How does JPEG actually work?

JPEG is an image encoding designed to compress photographs and
similar images effectively, often 5 to 15 times over a raw bitmap
format. It's a lossy format that exploits properties of human vision to
eliminate information that is difficult to distinguish. You see JPEGs
all the time, and if you've seen a JPEG compressed with a low quality
level, you have a good idea of the kinds of visual artifacts that
emerge when JPEG compression is pushed to its limits. But how does it
really work, and how does this cause JPEG artifacts?

The JPEG standard defines a number of different encoding options,
and there are a number of container file formats defined other than the
usual JFIF, but I'm going to discuss a single popular JPEG encoding
method used by many applications. This encoding combines three
different completely independent methods of image compression:
downsampling the chrominance channels, quantization of the discrete
cosine transformation, and entropy coding.

Method 1: Downsampling the chrominance channels

The most obvious way to make an image file smaller is to make the
image smaller - for example, a 100×100 bitmap is 1/4 the size of a
200×200 bitmap. You can expand the image back out to the original size
when viewing it by simply upsampling it. This isn't a great compression
method, since it causes clearly visible artifacts, usually blocky or
blurry effects, especially around detailed, sharp areas.

A different approach is instead of downsampling the entire image, to
only downscale certain channels of the image. For example, the eye's
red-green sensors are more numerous and sensitive than its blue-yellow
sensors, so if we shrink just the blue channel and later re-expand it,
the effect is much less noticable. But the RGB color space is not our
only choice - images can be encoded in many color systems, and for each
of these the channels we choose to downsample will have different
visual effects. This experiment
by Eric Setton of Stanford University demonstrates the effect on image
quality of downsampling various channels in various color systems.

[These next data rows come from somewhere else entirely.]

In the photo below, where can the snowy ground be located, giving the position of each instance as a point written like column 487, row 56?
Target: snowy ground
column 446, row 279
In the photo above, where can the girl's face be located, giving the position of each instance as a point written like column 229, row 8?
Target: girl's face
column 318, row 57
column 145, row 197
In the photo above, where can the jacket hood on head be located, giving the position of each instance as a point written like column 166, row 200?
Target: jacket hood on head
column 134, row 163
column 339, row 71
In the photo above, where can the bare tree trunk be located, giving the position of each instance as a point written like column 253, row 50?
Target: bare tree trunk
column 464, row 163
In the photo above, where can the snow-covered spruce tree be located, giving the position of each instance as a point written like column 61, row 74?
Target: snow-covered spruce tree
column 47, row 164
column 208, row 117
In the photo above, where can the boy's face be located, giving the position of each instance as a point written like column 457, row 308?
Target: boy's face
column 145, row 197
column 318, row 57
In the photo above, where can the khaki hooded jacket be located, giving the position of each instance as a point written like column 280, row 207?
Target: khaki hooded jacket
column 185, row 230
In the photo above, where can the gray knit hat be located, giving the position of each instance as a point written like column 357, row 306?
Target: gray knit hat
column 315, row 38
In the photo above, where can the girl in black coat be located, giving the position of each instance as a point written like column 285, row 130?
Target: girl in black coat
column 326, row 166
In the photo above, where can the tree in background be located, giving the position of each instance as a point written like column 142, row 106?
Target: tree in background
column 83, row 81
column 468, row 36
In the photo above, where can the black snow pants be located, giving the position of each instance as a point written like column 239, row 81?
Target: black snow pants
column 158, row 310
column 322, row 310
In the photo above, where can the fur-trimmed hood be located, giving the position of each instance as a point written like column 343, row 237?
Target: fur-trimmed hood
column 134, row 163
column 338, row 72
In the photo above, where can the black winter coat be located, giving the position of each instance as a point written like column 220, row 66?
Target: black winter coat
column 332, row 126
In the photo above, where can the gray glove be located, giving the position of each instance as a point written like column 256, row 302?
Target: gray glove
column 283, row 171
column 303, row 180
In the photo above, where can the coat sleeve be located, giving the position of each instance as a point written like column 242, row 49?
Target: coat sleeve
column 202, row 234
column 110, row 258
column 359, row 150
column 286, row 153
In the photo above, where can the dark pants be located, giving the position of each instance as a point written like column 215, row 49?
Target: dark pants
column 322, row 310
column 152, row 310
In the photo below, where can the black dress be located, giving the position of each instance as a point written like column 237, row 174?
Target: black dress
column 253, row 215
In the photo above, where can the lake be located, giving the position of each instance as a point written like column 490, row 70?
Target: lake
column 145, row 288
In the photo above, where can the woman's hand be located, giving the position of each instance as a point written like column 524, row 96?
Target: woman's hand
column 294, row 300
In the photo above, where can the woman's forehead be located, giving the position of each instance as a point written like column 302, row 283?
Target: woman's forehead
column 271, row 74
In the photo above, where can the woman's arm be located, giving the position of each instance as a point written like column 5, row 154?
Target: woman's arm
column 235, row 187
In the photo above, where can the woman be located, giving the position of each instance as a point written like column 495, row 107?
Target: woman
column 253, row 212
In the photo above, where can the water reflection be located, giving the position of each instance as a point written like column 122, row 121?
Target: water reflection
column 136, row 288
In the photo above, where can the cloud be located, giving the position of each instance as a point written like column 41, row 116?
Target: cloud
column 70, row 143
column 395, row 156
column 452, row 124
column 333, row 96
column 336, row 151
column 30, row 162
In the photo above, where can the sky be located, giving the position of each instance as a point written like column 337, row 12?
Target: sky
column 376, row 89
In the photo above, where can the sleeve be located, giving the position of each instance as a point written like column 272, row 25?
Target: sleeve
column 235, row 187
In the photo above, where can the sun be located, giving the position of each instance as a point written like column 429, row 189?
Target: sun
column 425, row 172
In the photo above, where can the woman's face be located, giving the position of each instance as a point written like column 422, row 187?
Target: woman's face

The results are visually obvious: we are sensitive to red and green,
but even more sensitive to intensity or luminance, the relative
brightness of pixels compared to other nearby pixels. This is expressed
by the Y component of the YCbCr system and the V component of the HSV
system. Any downsampling of this information is visually disastrous. On
the other hand, downsampling the chrominance, expressed by the
Cb and Cr components of the YCbCr system, has almost no visual effect
(Cb and Cr stand for "chrominance blue" and "chrominance red" - see a sample image broken up into YCbCr channels in the middle of this page).
For this reason, typical JPEG files convert images to the YCbCr color
space, and then downsample both the Cb and Cr channels by a factor of 2
in both width and height. Further processing of the image proceeds on
each of the three channels independently.

This is the method in JPEG encoding largely responsible for the
artifact known as "color bleeding", where along sharp edges the color
on one side can "bleed" onto the other side. This is because the
chrominance channels, which express the color of pixels, have had each
block of 4 pixels averaged into a single color, and some of these
blocks cross the sharp edge.

Method 2: Quantization of the discrete cosine transformation

Normally, we view an image as simply a grid of pixels, and if we
alter a pixel or group of pixels dramatically, the effect will be
visually obvious. A different approach to storing images is to come up
with a set of "basis" images which can be added together in various
combinations to form the image we want. JPEG encodes each 8-by-8 square
of pixels using the following basis image set of 64 images:

We assign each of these images a relative weight determining how
much influence it has on the image. This weight can be positive or
negative (when negative, the basis image is subtracted). Taken
together, these 64 weights can describe any 8×8 image at all, and they
describe the image precisely. This example at Wikipedia
shows an 8×8 image, its original pixel array, and its new 8×8 array of
weights after being converted using the discrete cosine transform
(which I'll discuss later).

But what's the point of transforming 64 pixel values into 64
weights? For one thing, the resulting data may exhibit more structure,
and so be easier to compress. For example, with blocks from typical
photographs, the basis images in the upper left above have large
weights and the ones in the lower right have small weights.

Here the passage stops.